Ultra-processed foods are food and drink products that have undergone specified types of food processing, usually by transnational and other very large ‘Big food’ corporations.

These foods are designed to be convenient, eaten on the go, hyper-palatable, and appealing to consumers, and, most importantly, the most profitable segment of Big food companies’ portfolios because of these foods’ low-cost ingredients.

Ultra-processed foods go through multiple processes (extrusion, molding, milling, etc.), contain many added ingredients, and are highly manipulated.

Examples are soft drinks, chips, chocolate, candy, ice cream, sweetened breakfast cereals, packaged soups, chicken nuggets, hotdogs, fries, and more.

Ultra-processed foods provide 58% of total energy in the U.S. diet, yet their association with heart disease remains unclear.

In the study, the team examined the links between ultra-processed foods and heart disease incidence and death.

They used data from the prospective Framingham Offspring Study. The data included 3,003 adults free from heart disease with dietary information from 1991 to 2008.

The heart disease incidence and death data were available until 2014 and 2017, respectively.

During the follow-up period, the team found 648 cases of heart disease overall.
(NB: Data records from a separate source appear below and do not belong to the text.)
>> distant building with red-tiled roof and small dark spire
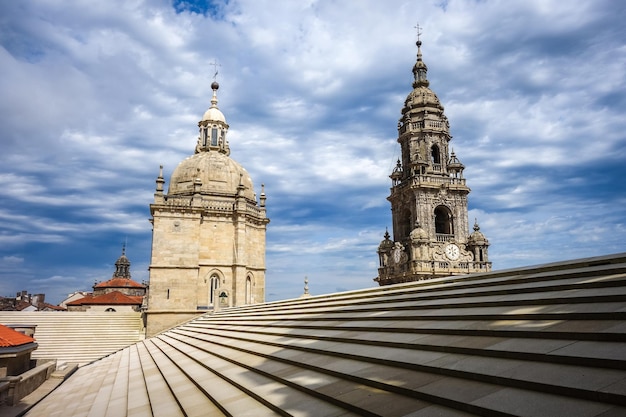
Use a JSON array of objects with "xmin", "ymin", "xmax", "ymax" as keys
[{"xmin": 65, "ymin": 248, "xmax": 146, "ymax": 312}]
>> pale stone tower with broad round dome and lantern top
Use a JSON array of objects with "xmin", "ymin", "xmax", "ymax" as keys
[{"xmin": 147, "ymin": 82, "xmax": 269, "ymax": 335}]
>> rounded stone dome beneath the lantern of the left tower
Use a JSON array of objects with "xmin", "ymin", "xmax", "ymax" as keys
[{"xmin": 168, "ymin": 151, "xmax": 256, "ymax": 201}]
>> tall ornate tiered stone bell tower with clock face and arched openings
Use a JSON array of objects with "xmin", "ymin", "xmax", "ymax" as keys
[{"xmin": 374, "ymin": 38, "xmax": 491, "ymax": 285}]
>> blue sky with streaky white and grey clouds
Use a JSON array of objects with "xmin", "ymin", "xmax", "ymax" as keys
[{"xmin": 0, "ymin": 0, "xmax": 626, "ymax": 304}]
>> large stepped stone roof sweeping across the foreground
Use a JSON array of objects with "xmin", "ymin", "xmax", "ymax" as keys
[{"xmin": 29, "ymin": 254, "xmax": 626, "ymax": 417}]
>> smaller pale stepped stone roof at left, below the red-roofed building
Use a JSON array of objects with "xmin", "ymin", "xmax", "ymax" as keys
[{"xmin": 0, "ymin": 311, "xmax": 144, "ymax": 365}]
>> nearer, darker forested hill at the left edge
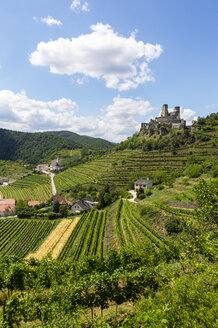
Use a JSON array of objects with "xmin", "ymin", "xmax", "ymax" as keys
[{"xmin": 0, "ymin": 129, "xmax": 79, "ymax": 164}]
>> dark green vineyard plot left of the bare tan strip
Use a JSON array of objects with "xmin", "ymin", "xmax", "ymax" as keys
[{"xmin": 0, "ymin": 219, "xmax": 57, "ymax": 257}]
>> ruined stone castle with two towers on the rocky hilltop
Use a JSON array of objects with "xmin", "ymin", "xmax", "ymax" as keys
[{"xmin": 140, "ymin": 104, "xmax": 186, "ymax": 137}]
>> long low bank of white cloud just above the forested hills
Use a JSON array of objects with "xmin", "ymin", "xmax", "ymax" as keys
[{"xmin": 0, "ymin": 90, "xmax": 154, "ymax": 142}]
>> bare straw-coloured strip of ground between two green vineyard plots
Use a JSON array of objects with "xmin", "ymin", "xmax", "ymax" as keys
[{"xmin": 26, "ymin": 217, "xmax": 80, "ymax": 260}]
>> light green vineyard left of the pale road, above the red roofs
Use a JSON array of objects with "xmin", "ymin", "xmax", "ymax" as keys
[{"xmin": 0, "ymin": 174, "xmax": 52, "ymax": 200}]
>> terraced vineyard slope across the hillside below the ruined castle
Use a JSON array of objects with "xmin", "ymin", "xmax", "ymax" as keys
[{"xmin": 55, "ymin": 138, "xmax": 218, "ymax": 192}]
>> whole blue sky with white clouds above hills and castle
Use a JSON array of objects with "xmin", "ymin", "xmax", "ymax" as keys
[{"xmin": 0, "ymin": 0, "xmax": 218, "ymax": 142}]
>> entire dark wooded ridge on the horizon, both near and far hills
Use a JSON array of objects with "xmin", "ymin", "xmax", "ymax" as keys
[{"xmin": 0, "ymin": 128, "xmax": 114, "ymax": 164}]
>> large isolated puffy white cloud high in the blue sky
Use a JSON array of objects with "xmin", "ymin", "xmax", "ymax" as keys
[{"xmin": 29, "ymin": 22, "xmax": 163, "ymax": 91}]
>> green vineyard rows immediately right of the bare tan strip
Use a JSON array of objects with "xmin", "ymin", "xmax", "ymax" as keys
[{"xmin": 59, "ymin": 210, "xmax": 107, "ymax": 260}]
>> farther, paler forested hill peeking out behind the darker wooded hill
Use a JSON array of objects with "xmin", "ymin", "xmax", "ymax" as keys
[{"xmin": 48, "ymin": 131, "xmax": 115, "ymax": 149}]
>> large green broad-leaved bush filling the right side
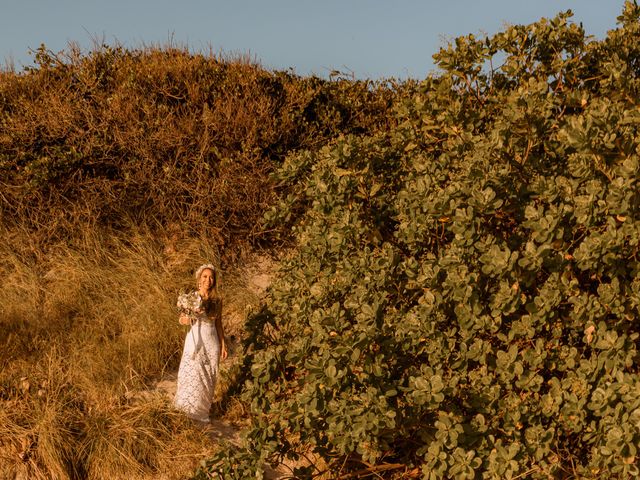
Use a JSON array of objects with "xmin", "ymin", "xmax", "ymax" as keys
[{"xmin": 199, "ymin": 2, "xmax": 640, "ymax": 479}]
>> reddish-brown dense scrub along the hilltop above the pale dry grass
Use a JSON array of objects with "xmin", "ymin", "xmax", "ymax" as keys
[{"xmin": 0, "ymin": 46, "xmax": 396, "ymax": 258}]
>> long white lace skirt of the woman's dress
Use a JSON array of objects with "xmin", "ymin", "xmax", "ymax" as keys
[{"xmin": 173, "ymin": 317, "xmax": 220, "ymax": 422}]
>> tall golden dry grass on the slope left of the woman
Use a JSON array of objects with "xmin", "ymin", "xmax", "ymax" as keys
[{"xmin": 0, "ymin": 223, "xmax": 238, "ymax": 479}]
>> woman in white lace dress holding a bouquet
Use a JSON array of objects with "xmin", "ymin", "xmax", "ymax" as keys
[{"xmin": 174, "ymin": 264, "xmax": 227, "ymax": 423}]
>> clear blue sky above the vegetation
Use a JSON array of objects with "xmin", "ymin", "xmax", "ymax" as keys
[{"xmin": 0, "ymin": 0, "xmax": 624, "ymax": 78}]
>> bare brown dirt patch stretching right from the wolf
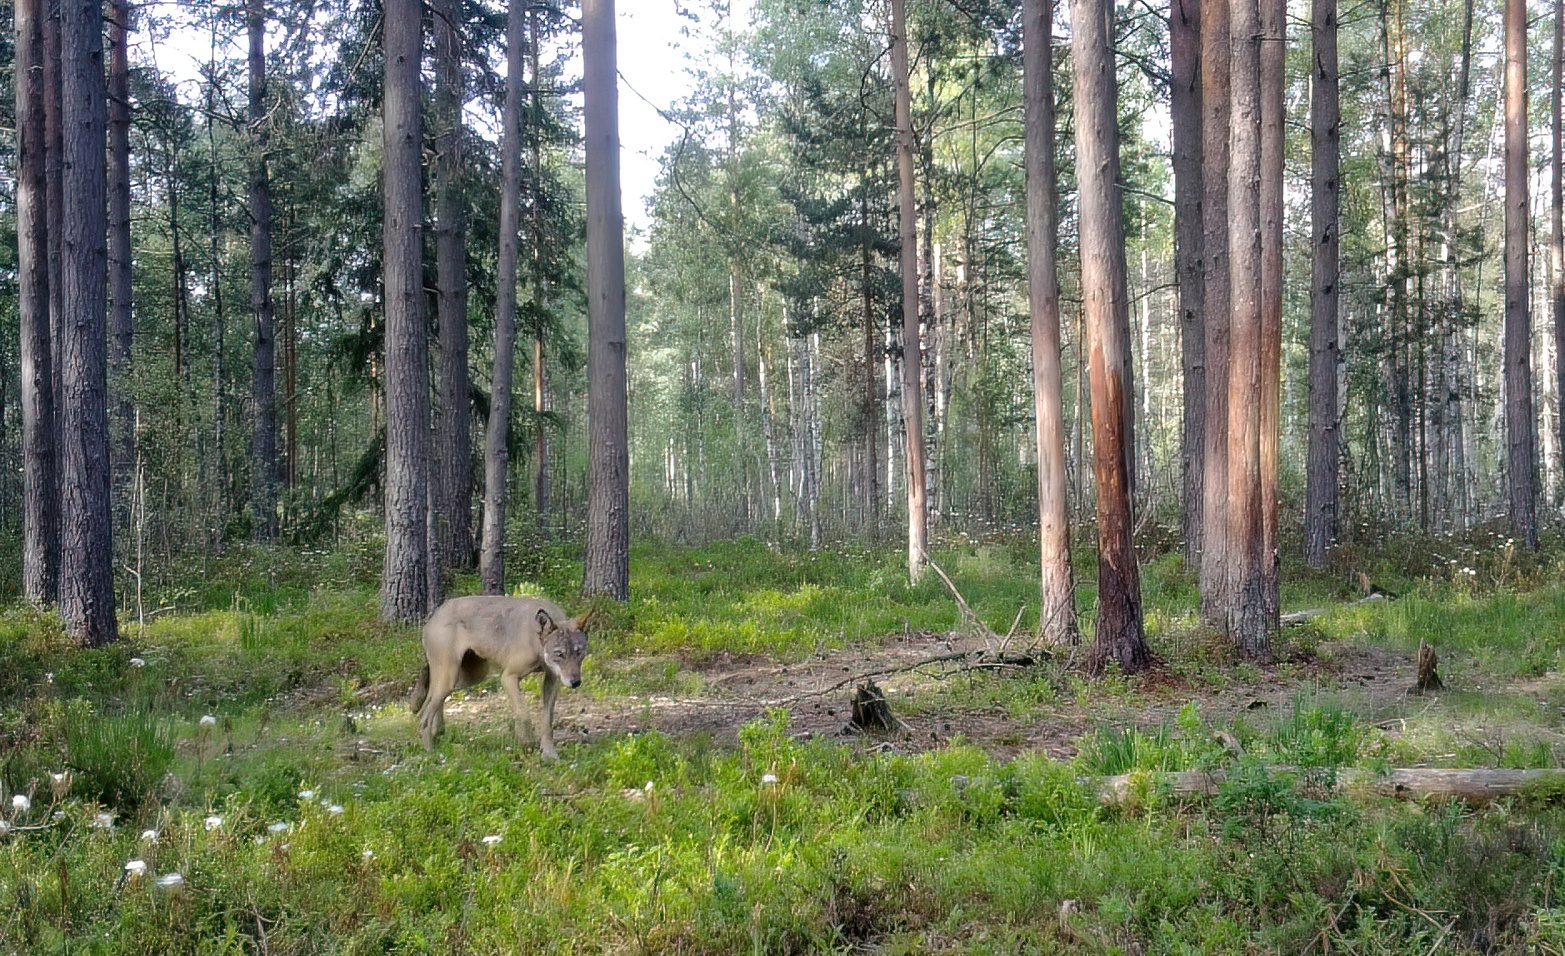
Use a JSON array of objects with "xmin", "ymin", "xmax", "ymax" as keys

On average, people ate/drank 7.5 servings of ultra-processed foods every day before the study.

The researchers found that each additional daily serving of ultra-processed foods was linked to a 5% increase in the risk of heart disease incidence and a 9% increase in the death from heart disease.

These findings showed that higher consumption of ultra-processed foods is linked to an increased risk of heart disease incidence and mortality.

The researchers suggest that limiting ultra-processed foods may benefit heart health.

One limitation of the work is that the effects of ultra-processed foods on heart health were mainly examined in white people. Future work in ethnically diverse populations is needed.

The research is published in the Journal of the American College of Cardiology and was conducted by Filippa Juul et al.